Aloïse Corbaz, folles variations sur le corps, la danse et son amour pour Guillaume II
LE MONDE |
La simultanéité des expositions Soutter à Paris et Aloïse à Lausanne est fortuite. Elle offre néanmoins l'occasion de vérifier combien les processus de création sont différents. Leur seul point commun : une oeuvre prolifique.

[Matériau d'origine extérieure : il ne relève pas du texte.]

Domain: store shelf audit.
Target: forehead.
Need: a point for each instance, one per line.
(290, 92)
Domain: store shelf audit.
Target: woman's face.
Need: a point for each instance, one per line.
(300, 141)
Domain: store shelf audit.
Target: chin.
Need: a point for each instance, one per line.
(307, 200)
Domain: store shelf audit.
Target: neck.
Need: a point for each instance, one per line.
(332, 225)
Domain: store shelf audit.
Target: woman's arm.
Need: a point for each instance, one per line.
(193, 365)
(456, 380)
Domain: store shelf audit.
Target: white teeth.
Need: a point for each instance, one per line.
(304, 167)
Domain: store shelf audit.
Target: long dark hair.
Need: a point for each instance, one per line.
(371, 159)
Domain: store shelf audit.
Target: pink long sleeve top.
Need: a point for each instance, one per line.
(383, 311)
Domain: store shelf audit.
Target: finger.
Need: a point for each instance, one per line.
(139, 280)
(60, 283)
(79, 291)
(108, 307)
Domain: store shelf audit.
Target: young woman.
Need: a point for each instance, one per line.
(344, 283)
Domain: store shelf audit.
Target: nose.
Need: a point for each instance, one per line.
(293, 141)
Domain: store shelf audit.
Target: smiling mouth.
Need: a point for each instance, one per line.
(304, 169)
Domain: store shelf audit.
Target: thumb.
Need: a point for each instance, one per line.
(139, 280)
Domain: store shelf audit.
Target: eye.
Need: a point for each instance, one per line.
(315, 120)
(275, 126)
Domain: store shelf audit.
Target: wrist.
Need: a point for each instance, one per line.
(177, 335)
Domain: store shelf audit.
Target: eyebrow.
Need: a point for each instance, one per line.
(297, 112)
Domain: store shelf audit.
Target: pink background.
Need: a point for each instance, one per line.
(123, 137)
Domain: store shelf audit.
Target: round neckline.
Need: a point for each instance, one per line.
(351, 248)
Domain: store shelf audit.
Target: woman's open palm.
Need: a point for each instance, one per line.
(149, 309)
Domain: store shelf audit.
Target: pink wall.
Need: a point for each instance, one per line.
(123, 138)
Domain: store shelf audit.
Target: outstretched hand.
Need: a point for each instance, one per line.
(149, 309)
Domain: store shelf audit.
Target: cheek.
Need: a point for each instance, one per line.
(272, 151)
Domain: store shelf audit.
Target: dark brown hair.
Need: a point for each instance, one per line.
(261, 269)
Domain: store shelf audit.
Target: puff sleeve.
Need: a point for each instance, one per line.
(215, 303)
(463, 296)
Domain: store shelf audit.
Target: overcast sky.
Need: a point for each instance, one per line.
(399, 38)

Aloïse Corbaz (1886-1964) naît à Lausanne dans une famille modeste, peu cultivée, marquée par l'alcoolisme. Elle veut devenir cantatrice mais est gouvernante d'enfants. Elle rêve d'amour et prend pour amant son voisin, un prêtre défroqué. Sa soeur aînée, soucieuse de morale, l'envoie à Berlin, encore comme gouvernante, et Aloïse se prend de passion pour l'empereur Guillaume II, qu'elle a entrevu une fois. De retour en Suisse en 1913, elle présente peu après des symptômes délirants et un comportement incohérent. Internée en 1918, elle est placée en 1920 à l'asile psychiatrique de la Rosière. Après un temps de mutisme et d'enfermement en elle-même, elle commence à écrire et à dessiner - et continue jusqu'à sa mort. Elle emploie des crayons de couleur sur des feuilles, d'abord récupérées, puis fournies par le personnel de l'asile. Dans les premiers temps, en effet, elle se cache pour dessiner, puis renonce au secret. Dans les dernières années de sa vie, quand sa notoriété se répand grâce à l'intérêt que lui manifestent Jean Dubuffet et André Breton et au travail du docteur Jacqueline Porret-Forel, elle reçoit des pastels.
La conjonction d'une longue rétrospective au Musée cantonal des beaux-arts et d'un accrochage aussi dense à la Collection de l'art brut permet de mesurer l'ampleur de l'oeuvre et de vérifier combien elle repose sur un style fixé dès le début et un nombre très restreint de figures et de situations.
Les figures sont au nombre de trois. Il y a principalement la femme aux courbes serpentines, à la poitrine généreuse et souvent dénudée, aux grands yeux ovales. Elle révèle sa beauté majestueuse dans des robes de soirée ou de couronnement, ornées de fleurs à profusion. Souvent son corps lui-même devient fleurs en boules. Quand elle est nue, son sexe est un fruit ouvert, grenade ou abricot. Elle s'appelle Marie Stuart, Marie-Louise, la reine Elisabeth ou Cléopâtre : Aloïse trace leurs noms de son écriture ronde.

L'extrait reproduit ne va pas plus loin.